Presentation by Dr. Sylvie Nozaradan
Neural entrainment to musical rhythms and meter, as captured with scalp and intracerebral EEG
Abstract: Getting entrained to music, and to musical beat and meter, is an extremely common human activity, shared by humans of all cultures. However, how the brain supports beat induction remains unclear. One of the major goals of our work is to explore the link between phenomenology of entrainment to musical rhythms on the one hand, and neurophysiological studies on neural entrainment on the other hand. In both, entrainment processes and tendencies towards periodicity have been described as fundamental functional characteristics. Considering this, we tested whether periodicities induced by musical rhythms could entrain neural activities at frequencies corresponding to these periodicities. To this aim, using scalp and intracerebral electroencephalography (EEG) in humans, we developed an approach to capture the processing of beat and meter periodicities in the form of steady-state evoked potentials identified in the EEG spectrum.
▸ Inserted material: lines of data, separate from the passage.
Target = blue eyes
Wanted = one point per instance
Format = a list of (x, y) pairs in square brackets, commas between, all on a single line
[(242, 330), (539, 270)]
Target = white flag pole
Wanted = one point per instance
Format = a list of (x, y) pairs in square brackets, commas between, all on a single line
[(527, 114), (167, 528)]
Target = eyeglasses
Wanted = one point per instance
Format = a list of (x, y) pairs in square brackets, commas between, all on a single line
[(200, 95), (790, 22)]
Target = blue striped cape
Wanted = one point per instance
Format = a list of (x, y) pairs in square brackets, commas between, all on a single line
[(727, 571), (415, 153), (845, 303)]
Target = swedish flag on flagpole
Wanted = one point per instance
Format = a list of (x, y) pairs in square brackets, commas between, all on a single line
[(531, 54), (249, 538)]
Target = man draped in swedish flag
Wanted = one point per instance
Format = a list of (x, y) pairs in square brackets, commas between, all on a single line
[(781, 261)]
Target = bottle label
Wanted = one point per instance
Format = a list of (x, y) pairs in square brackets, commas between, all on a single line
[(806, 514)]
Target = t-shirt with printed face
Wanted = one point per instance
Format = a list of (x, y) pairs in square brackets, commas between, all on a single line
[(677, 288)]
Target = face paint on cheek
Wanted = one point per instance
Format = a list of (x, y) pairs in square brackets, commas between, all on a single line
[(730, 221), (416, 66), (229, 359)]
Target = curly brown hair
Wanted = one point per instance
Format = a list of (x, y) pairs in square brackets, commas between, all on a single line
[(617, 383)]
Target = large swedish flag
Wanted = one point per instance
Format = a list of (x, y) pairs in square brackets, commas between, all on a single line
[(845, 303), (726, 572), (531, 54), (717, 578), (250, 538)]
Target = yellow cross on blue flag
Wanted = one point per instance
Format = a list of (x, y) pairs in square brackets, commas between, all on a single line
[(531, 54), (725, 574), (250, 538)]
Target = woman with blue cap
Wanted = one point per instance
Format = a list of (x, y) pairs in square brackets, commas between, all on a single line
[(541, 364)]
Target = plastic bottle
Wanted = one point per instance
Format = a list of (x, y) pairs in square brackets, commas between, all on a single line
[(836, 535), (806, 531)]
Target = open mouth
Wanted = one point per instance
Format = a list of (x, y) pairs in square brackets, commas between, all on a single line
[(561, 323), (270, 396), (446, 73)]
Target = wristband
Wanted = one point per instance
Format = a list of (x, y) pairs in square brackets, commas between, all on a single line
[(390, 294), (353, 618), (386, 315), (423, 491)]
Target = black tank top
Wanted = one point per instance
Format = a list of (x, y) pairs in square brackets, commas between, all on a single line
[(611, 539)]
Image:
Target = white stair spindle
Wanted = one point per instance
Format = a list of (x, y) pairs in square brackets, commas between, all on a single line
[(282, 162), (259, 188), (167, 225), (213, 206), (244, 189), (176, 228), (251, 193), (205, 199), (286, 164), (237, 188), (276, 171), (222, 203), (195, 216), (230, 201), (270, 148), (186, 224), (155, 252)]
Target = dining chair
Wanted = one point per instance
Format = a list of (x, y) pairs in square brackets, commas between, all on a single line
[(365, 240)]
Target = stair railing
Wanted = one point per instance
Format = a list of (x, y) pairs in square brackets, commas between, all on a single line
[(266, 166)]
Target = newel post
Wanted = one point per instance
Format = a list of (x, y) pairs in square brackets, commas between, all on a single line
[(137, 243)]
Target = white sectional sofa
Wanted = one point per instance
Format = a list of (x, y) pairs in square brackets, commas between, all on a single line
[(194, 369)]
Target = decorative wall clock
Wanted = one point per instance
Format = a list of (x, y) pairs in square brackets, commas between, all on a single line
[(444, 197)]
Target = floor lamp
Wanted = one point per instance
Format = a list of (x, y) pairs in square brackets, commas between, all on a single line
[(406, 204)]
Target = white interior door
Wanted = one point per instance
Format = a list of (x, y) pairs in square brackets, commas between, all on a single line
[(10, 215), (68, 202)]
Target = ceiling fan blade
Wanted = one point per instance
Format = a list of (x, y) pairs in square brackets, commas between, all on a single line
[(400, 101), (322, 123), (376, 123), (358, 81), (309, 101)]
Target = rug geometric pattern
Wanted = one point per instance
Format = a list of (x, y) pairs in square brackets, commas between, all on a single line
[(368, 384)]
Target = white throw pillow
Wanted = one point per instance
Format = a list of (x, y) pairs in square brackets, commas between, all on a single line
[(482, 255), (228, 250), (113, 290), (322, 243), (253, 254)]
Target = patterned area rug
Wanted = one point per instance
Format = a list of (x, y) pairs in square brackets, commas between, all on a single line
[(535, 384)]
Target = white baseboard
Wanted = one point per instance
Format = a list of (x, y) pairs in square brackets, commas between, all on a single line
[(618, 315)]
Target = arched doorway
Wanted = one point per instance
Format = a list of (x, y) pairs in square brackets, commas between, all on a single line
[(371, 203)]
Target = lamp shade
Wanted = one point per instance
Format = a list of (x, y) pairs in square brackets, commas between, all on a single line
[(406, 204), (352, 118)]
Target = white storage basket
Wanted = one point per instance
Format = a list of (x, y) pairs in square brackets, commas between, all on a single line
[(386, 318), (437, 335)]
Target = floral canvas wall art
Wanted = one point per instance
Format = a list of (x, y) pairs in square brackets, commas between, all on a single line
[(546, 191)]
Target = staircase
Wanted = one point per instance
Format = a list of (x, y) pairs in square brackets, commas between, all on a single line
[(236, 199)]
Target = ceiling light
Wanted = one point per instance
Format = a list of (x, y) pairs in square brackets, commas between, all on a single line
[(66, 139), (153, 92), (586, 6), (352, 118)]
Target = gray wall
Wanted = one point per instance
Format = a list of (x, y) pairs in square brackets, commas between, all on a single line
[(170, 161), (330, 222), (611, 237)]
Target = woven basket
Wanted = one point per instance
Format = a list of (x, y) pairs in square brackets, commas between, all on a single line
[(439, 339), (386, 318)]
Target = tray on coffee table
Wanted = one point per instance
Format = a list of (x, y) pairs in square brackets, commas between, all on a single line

I will present several experiments conducted to test our approach within various aspects of beat perception in normal individuals: elicited by mental imagery paced onto periodic sounds (Nozaradan et al., 2011), emerging spontaneously when listening to rhythmic patterns (Nozaradan et al., 2012), or elicited by sensorimotor synchronization to the beat and movement priming (Nozaradan et al., in press). Taken together, these results suggest that our approach is suitable to explore phenomena of entrainment to musical rhythms as embodied in the human brain. Moreover, they confirm that studying musical rhythms gives us a unique opportunity to explore fundamental neural mechanisms such as sensorimotor integration.
Bio: Sylvie Nozaradan (http://sylvienozaradan.webnode.com), M.D., Ph.D., is currently a postdoctoral research fellow at the Institute of Neuroscience (UCL, Belgium). She conducted her Ph.D. on neural entrainment to musical rhythms both at UCL (Belgium) and BRAMS (UdeM, Montreal, Canada), under the co-supervision of Drs. André Mouraux and Isabelle Peretz. She has a double background in music (B.Sc. and M.Sc. in Music performance and music writing, CrB, Belgium) and science (medical doctor degree, neurology, UCL).